The ISP paperwork says this:
Describe activities provided in the home and community to teach the child about his/her own culture, affirm personal worth, protect the child's dignity, and promote the development of a healthy racial and ethnic identityRainbow has never really made me answer "how" we do this in our family. She's always just taken things she knows to be true and filled the space in. For example, Dude is able to interact with peers of his own culture at Head Start and at church. He is able to eat foods that are familiar to him at home and at restaurants. She also said that he will have the opportunity to celebrate various holidays with the family.
Yesterday though, Rainbow specifically asked me how we handle "culture" in our family. I had to laugh. I told her that the children are living IN their culture -- I'm the fish out of water here! She pressed me a bit to say that I serve Mexican food. I added in that we attend a multi-cultural church. But really, what else is there to say?!
I got curious so after Rainbow left I downloaded the Cultural Diversity training that we are required to take every year for our license. Forgive this long post, but I think it has the potential to open up an interesting conversation. I'd love to hear what everyone else thinks about this.
The training slides started with the following:
Race does not equal culture.
Ethnicity does not equal culture.
Gender does not equal culture.
The next few slides covered areas where there can be conflict with culture in families (particularly when kids first come in to Care). Issues can arise in these areas:
physical and social environment
But then it went on to say:
Values are the fundamental building blocks of cultureWhat does this mean to Dude and Dolly?
Values are general principles or ideas, usually related to worth and conduct, that a culture holds to be important. The values of any given culture form the foundation for life within the culture.

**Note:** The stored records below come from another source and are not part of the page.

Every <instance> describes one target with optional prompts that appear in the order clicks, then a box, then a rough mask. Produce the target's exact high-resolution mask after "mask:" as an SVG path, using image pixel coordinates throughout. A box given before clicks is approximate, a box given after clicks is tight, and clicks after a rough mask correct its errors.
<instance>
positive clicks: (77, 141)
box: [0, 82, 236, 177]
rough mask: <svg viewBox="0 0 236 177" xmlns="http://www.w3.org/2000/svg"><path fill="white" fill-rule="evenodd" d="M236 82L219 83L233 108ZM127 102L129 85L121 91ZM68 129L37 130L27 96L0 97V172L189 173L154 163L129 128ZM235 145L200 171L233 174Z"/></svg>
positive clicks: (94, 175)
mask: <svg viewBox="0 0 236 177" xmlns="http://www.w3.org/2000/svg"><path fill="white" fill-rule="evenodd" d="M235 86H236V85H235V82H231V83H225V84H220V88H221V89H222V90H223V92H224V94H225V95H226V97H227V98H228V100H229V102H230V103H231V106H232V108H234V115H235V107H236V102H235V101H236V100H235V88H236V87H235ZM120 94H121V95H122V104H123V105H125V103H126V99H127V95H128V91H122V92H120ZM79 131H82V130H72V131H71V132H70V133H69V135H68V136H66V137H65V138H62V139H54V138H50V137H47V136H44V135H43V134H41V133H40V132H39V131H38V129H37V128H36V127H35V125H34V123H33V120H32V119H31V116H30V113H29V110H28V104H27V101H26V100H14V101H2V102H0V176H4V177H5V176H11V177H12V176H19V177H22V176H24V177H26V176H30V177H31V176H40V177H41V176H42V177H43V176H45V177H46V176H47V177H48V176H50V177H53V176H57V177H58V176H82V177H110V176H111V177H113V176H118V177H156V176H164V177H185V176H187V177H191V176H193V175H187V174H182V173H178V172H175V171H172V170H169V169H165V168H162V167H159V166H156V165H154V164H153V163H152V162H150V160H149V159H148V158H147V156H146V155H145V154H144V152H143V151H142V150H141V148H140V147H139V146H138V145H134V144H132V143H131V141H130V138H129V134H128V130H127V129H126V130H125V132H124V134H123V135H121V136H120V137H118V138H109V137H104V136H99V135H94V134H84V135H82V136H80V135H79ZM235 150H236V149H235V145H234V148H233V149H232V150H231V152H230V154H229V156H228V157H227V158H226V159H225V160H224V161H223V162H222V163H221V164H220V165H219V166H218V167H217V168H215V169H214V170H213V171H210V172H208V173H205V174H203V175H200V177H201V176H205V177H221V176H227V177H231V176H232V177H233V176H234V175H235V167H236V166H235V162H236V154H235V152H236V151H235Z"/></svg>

They do not remember life with their bio family. At what point in time can it be said that they have adopted a new culture and that's OK?

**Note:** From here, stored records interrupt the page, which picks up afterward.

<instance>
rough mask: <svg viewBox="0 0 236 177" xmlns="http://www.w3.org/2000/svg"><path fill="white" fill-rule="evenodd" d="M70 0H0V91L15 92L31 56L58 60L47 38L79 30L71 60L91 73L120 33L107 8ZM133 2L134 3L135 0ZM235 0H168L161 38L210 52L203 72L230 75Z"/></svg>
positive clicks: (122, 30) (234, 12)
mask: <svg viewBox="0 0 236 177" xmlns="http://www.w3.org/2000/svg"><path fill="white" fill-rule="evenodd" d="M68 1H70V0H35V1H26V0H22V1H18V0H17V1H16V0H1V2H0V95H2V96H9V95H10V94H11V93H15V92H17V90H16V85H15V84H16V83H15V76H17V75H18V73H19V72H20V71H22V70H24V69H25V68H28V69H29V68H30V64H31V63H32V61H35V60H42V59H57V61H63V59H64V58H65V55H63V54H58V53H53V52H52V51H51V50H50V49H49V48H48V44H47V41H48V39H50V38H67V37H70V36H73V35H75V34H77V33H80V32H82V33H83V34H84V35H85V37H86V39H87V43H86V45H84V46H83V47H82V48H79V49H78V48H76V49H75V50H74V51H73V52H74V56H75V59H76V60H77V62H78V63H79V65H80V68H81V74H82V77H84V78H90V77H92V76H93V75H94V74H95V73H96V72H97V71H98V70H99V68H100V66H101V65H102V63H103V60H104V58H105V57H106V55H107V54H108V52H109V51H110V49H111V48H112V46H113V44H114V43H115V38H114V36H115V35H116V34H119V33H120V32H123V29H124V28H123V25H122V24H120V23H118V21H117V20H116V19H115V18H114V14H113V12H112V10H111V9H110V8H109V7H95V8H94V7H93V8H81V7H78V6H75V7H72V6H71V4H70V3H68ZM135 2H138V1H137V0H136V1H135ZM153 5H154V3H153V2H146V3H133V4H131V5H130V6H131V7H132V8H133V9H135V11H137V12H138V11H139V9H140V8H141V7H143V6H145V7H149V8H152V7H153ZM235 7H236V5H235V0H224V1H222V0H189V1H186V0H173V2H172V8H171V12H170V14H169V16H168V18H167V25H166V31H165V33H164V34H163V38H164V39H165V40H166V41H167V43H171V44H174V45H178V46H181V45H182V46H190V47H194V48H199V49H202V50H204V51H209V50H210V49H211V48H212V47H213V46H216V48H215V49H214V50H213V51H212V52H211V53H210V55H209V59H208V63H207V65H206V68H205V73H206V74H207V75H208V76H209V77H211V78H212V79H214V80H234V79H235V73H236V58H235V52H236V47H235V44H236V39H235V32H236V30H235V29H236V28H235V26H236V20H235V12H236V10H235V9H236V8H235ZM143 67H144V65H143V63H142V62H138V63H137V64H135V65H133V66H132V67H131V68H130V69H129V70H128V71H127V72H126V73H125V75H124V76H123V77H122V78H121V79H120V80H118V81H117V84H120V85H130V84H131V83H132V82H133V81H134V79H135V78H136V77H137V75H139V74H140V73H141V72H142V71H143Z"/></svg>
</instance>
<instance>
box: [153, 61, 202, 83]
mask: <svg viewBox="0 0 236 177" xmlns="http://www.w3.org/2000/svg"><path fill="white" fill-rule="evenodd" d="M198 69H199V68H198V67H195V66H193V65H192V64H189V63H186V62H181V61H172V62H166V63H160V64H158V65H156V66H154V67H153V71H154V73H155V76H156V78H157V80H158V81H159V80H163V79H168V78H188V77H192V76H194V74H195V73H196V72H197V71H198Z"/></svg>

Dude and Dolly came from a lifestyle of extreme poverty and neglect. Work was not important. Education was not valued. Family was not central. To me, this was their culture.
Is it important to continue to connect them to that?!
The State took the cherubs away from the Spanish language culture. They lied to me and told me the cherubs spoke English. It is not my fault they no longer speak Spanish. In the long run though, these cherubs now have an advantage over many others where we live. Most children learn English when they start preschool or kindergarten. It is because of this that most elementary schools struggle where we live! That language issue is huge! Dude and Dolly can communicate well in English and I believe it is ultimately to their advantage.
By now the cherubs have come to accept our food. (Prior to Care they had never eaten fruits or vegetables.) They are used to our physical and social environment. They know our house rules. The smells of our house are familiar to them. We dictate their personal care and they are OK with it.
So exactly what am I supposed to do to connect these children to their culture?!
Believe it or not, Rainbow asked me if I let them watch Dora the Explorer. I nearly choked on my water!! Watching a cartoon connects someone to their culture?!
Ultimately the annual training that we take says that we are supposed to:
• Recognize and respect the perceptions of children and youth in Care; and their families
• Support self-esteem and self-image
• Help children develop a positive racial identity
What do you do to support the culture of the children you care for?
What does culture mean to you?
I'm very curious and I'd love an honest discussion about this!!!
Because to me, making tacos for dinner isn't exactly connecting my kids to anything!